Summary Intact spinach chloroplasts isolated from deribbed spinach leaves stored at 4°C in the dark contain intrathylakoidal inclusions in dilated parts of both grana lamellae and stroma lamellae. The substructure of these thylakoid-bound inclusions consists of amorphous or paracrystalline material. Alternating electron-dense and transparent lines arranged in a parallel array were observed when the inclusions were thin-sectioned perpendicular to the thylakoid plane.
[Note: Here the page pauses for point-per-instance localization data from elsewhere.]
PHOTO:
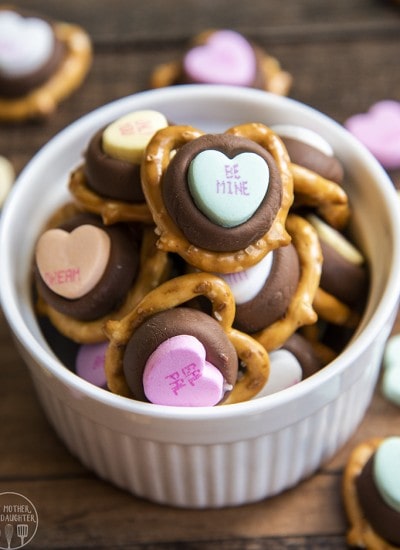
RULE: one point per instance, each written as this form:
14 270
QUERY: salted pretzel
360 534
173 293
42 101
330 309
158 154
276 80
329 198
110 210
300 310
154 268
When the membrane-inclusions are cut parallel to the plane of the lamellae the contents of dilated membranes reveals a crystalline pattern of squares, arising from the intersection of two sets of parallel lines crossing at an angle of about 90°. Fibril-like linear structures with the same perodicity of the electron-dense lines were detected on the stroma-bound thylakoid surface. It is assumed that the structures observed inside and outside the thylakoids are identical and that they may permeate the thylakoid membrane from the stroma into the intralamellar lumen where crystal formation takes place. Moreover, an aggregation of membrane proteins facing the inner space of the thylakoid lumen to crystalline array is discussed as a reason causing crystal formation. Washing of the intact chloroplasts in a hypotonic medium resulted in a loss of stroma components. The structure of the lamellae-surrounded inclusions, however, remained unaltered after this step. Fractionation of the washed lamellae system in a discontinuous sucrose gradient yielded an inclusion-enriched membrane fraction that accounted for approximately 10% of the total chloroplast RuDPCase (E.C. 4.1.1.39) activity when lamellae were ruptured by French press treatment. After SDS-gel electrophoresis the polypeptide pattern of this fraction showed peptides identical in their electrophoretic mobility with those of RuDPCase. Moreover, ATPase was present in this fraction. The effects of washing with EDTA-solution, treatment with a French press or ultrasonication on the ultrastructure of the inclusion-containing membrane fraction are described.